Monday, Dec. 22, 1947
I'm an Old Cowhand
Jim Williams had tried just about everything -- cowpuncher, railroad fireman, mule skinner, tattooer, prize fighter, machinist. None of these tries had brought him much of a living. In his spare time in smelly bunkhouses, roundhouses and ma chine shops, he had even drawn cartoons. One day he sent N.E.A. a drawing of a fire chief too fat to get out of his chair for an alarm. N.E.A. wired him from Cleveland to come in. When Williams got back home to Alliance, Ohio, he had a contract to draw cartoons.

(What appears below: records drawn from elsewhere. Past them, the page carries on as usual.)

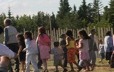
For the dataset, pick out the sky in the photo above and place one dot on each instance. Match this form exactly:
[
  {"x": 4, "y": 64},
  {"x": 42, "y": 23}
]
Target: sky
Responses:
[{"x": 30, "y": 7}]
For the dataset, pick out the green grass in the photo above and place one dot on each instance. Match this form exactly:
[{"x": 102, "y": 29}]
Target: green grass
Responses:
[{"x": 100, "y": 67}]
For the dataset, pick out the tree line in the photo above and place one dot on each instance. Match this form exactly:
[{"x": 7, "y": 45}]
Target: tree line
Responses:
[{"x": 88, "y": 15}]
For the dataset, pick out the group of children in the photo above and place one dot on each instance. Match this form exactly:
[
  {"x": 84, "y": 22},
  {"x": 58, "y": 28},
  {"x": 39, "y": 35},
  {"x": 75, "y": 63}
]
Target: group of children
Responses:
[{"x": 67, "y": 48}]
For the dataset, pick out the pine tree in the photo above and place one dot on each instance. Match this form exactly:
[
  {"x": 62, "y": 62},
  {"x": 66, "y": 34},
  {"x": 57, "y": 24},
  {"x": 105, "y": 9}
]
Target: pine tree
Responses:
[
  {"x": 83, "y": 15},
  {"x": 9, "y": 13},
  {"x": 97, "y": 7},
  {"x": 111, "y": 13},
  {"x": 53, "y": 22},
  {"x": 63, "y": 14}
]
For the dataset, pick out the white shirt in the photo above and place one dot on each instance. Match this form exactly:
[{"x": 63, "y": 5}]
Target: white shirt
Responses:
[{"x": 5, "y": 51}]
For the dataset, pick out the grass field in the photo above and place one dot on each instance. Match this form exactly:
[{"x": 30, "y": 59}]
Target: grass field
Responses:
[{"x": 100, "y": 67}]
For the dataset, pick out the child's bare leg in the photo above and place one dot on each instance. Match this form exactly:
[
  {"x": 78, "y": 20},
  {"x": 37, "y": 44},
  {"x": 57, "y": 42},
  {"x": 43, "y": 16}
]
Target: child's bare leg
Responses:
[{"x": 71, "y": 65}]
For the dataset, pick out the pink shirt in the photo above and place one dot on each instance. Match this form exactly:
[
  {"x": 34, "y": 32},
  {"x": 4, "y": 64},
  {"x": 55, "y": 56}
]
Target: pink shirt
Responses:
[
  {"x": 84, "y": 51},
  {"x": 5, "y": 51}
]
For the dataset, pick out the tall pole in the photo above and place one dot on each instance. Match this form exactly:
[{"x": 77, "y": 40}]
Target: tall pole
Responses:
[{"x": 50, "y": 31}]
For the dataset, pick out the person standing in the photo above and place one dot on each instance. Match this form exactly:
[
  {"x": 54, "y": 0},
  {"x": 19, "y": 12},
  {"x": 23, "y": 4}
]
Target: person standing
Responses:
[
  {"x": 92, "y": 48},
  {"x": 63, "y": 45},
  {"x": 108, "y": 45},
  {"x": 21, "y": 54},
  {"x": 10, "y": 39},
  {"x": 70, "y": 44},
  {"x": 57, "y": 52},
  {"x": 31, "y": 52},
  {"x": 101, "y": 50},
  {"x": 5, "y": 55},
  {"x": 83, "y": 47},
  {"x": 44, "y": 44}
]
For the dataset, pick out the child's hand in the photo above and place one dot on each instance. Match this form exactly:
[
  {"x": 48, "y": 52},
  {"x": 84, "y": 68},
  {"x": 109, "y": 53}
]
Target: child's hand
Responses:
[{"x": 23, "y": 50}]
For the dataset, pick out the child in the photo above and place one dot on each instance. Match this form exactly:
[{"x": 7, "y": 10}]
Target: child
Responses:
[
  {"x": 83, "y": 50},
  {"x": 20, "y": 53},
  {"x": 63, "y": 45},
  {"x": 58, "y": 56},
  {"x": 30, "y": 52},
  {"x": 77, "y": 50},
  {"x": 44, "y": 44},
  {"x": 70, "y": 43},
  {"x": 101, "y": 50}
]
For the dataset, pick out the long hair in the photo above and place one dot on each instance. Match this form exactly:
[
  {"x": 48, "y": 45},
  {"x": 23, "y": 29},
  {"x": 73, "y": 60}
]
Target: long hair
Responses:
[
  {"x": 108, "y": 33},
  {"x": 42, "y": 30},
  {"x": 70, "y": 34},
  {"x": 84, "y": 34},
  {"x": 1, "y": 30},
  {"x": 20, "y": 37},
  {"x": 28, "y": 34}
]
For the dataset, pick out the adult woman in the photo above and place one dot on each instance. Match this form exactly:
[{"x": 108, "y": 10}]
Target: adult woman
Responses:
[
  {"x": 70, "y": 44},
  {"x": 108, "y": 45},
  {"x": 44, "y": 46}
]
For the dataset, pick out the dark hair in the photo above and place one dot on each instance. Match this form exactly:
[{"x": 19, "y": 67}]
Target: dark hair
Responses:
[
  {"x": 56, "y": 44},
  {"x": 62, "y": 36},
  {"x": 21, "y": 37},
  {"x": 92, "y": 30},
  {"x": 100, "y": 41},
  {"x": 108, "y": 33},
  {"x": 69, "y": 33},
  {"x": 77, "y": 40},
  {"x": 84, "y": 34},
  {"x": 1, "y": 30},
  {"x": 28, "y": 34},
  {"x": 42, "y": 30}
]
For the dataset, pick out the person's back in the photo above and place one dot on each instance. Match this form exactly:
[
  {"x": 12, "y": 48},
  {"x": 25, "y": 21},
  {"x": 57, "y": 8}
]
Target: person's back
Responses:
[
  {"x": 5, "y": 55},
  {"x": 11, "y": 34}
]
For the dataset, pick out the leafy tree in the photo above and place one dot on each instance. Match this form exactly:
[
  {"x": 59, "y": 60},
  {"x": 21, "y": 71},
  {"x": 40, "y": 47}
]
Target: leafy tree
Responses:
[
  {"x": 63, "y": 14},
  {"x": 53, "y": 22},
  {"x": 2, "y": 17},
  {"x": 97, "y": 7},
  {"x": 82, "y": 14},
  {"x": 111, "y": 13}
]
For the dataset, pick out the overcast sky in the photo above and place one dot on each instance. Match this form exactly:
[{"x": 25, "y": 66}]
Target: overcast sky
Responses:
[{"x": 20, "y": 7}]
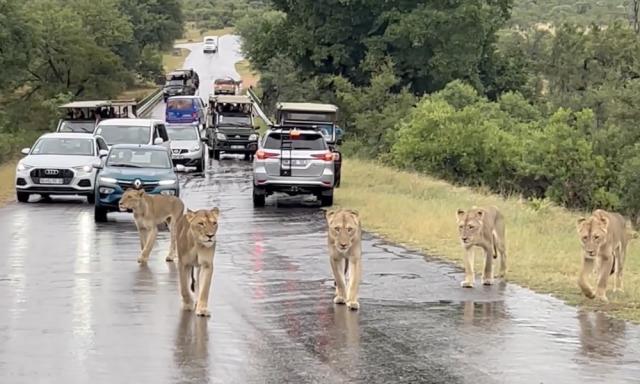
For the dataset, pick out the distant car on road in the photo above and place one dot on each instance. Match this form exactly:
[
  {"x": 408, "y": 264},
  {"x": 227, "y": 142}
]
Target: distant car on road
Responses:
[
  {"x": 147, "y": 167},
  {"x": 210, "y": 44},
  {"x": 295, "y": 162},
  {"x": 186, "y": 110},
  {"x": 187, "y": 147},
  {"x": 60, "y": 164},
  {"x": 133, "y": 131}
]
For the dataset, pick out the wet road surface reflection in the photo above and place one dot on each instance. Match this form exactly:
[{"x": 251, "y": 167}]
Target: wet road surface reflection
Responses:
[{"x": 77, "y": 308}]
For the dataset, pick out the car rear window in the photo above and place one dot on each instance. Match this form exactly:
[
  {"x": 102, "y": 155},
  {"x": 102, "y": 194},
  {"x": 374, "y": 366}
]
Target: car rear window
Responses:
[
  {"x": 305, "y": 141},
  {"x": 180, "y": 104}
]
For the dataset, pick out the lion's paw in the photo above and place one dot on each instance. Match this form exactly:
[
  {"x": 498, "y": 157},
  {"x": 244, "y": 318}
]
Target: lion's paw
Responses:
[
  {"x": 466, "y": 284},
  {"x": 339, "y": 300}
]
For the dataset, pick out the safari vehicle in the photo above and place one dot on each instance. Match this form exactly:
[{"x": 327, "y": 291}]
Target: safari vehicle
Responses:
[
  {"x": 296, "y": 162},
  {"x": 322, "y": 117},
  {"x": 147, "y": 167},
  {"x": 83, "y": 116},
  {"x": 231, "y": 126},
  {"x": 226, "y": 86}
]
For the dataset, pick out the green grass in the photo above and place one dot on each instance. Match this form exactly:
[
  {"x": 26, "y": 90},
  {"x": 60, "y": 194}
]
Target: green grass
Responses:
[{"x": 542, "y": 244}]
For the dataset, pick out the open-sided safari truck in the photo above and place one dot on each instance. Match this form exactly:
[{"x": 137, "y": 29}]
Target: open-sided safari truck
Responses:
[
  {"x": 226, "y": 86},
  {"x": 320, "y": 117},
  {"x": 83, "y": 116},
  {"x": 230, "y": 126}
]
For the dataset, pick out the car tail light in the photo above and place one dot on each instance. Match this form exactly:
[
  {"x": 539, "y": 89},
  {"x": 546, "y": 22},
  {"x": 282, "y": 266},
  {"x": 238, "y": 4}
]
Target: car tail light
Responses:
[
  {"x": 262, "y": 155},
  {"x": 327, "y": 156}
]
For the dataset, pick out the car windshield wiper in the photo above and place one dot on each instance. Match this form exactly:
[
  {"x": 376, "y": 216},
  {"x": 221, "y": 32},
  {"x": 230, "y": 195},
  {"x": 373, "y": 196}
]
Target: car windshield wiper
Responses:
[{"x": 125, "y": 165}]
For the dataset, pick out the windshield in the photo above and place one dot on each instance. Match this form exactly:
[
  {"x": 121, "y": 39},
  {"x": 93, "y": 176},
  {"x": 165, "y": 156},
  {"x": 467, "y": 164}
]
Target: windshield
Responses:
[
  {"x": 77, "y": 126},
  {"x": 183, "y": 132},
  {"x": 60, "y": 146},
  {"x": 235, "y": 120},
  {"x": 124, "y": 134},
  {"x": 139, "y": 158},
  {"x": 305, "y": 141}
]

Last week, 25 years later, the 1,000th paper (the Portsmouth, N.H. Herald) was taking James Robert Williams'* Out Our Way. His homely handiwork was the biggest drawing card on N.E.A.'s list. His panels (single pictures) tell an anecdote but no continued stories. Like the soft light of a kerosene lamp, they light up, with humor and understanding, the quiet corners of everyday life that are passed over by the searchlights of the news. The runny-nosed children and distracted parents of "Born Thirty Years Too Soon," "The Worry Wart" and "Why Mothers Get Gray" are gently comic memories of many an American childhood. "Bull of the Woods" goes all round a machine shop to show that there, too, human nature runs triumphantly rampant. And Williams' slackjawed, dust-caked cowhands, Curly, Stiffy, Wes and Soda of Out Our Way, have some of his friend Will Rogers' half-sad drollery. They are the working cowhands that Williams knew as a rancher ("when I was healthy an' didn't have this big belly").
Plain & Fancy. At 59, grey Jim Williams is as pale and paunchy as one of his machine-shop characters. He lives, somewhat apologetically, in a fancy 2O-room Tudor mansion with a $30,000 swimming pool in San Marino, Calif. He sits down at his drawing board as early as 6 a.m. and waits, with a fisherman's patience, for an idea to strike. Sometimes it takes hours. When he really gets one hooked, he finishes a panel in a hurry. If the fishing is good, he can polish off four panels in a morning.
Jim Williams would rather chin with old cronies than work, so he sometimes falls behind schedule, despite prodding from his wife. Then his old cartoons reappear, "redrawn by request." "I couldn't work without talking to people," says Williams defensively. "I always have people here--cattlemen from Texas, publishers from New York, workingmen from Detroit. They kid me when they see me in this big house--I'm pretty untidy and I wear sweaters and jackets. Looks funny to see someone like me in this place." And sometimes the cowhands get a little mad about Williams' making all that money out of them.
Broncs In Bronze. As he pumps visitors for ideas, he shows off his treasures: fine saddles, ship models, bronze figures of cowboys on bucking broncos, cast from clay he has modeled. Usually he brings out. a bottle, though he no longer touches the stuff himself and sticks to cigarettes --the tailor-made kind.
"I got so I couldn't do my work," he says. "I'd sit at my board an' think about an idea for a while, an' then go to the closet for a nip. Then I'd go back, think a little longer, an' go back for another nip. Pretty soon I was nippin' myself too far an' I couldn't think." He wound up at a sanatorium, "same one W. C. Fields went to in Pasadena. The other people enjoyed watching me. They never saw a cartoonist work before."
In his drawings, he tries to be as accurate as a blueprint. Machinists, who like to paste his "Bull of the Woods" panels on shop walls, jack him up for any mistakes. Recently, his fans have also caught him up for showing dogs caught in a bear trap. Readers thought this cruel. And last week N.E.A. turned down a cartoon because it showed a cat in a bag. That sort of criticism riles Williams. He likes animals (he once had seven dogs), but he knows that animals, like people, get into trouble.
There have been other complaints from those who could not understand some of his cowboy talk. So Williams plans to stop calling a rope a rawhide riata and not use words like hackamore, tapaderas and cinch ring. Then "even a Wall Street banker can understand me."
*No kin to Cartoonist Gluyas Williams.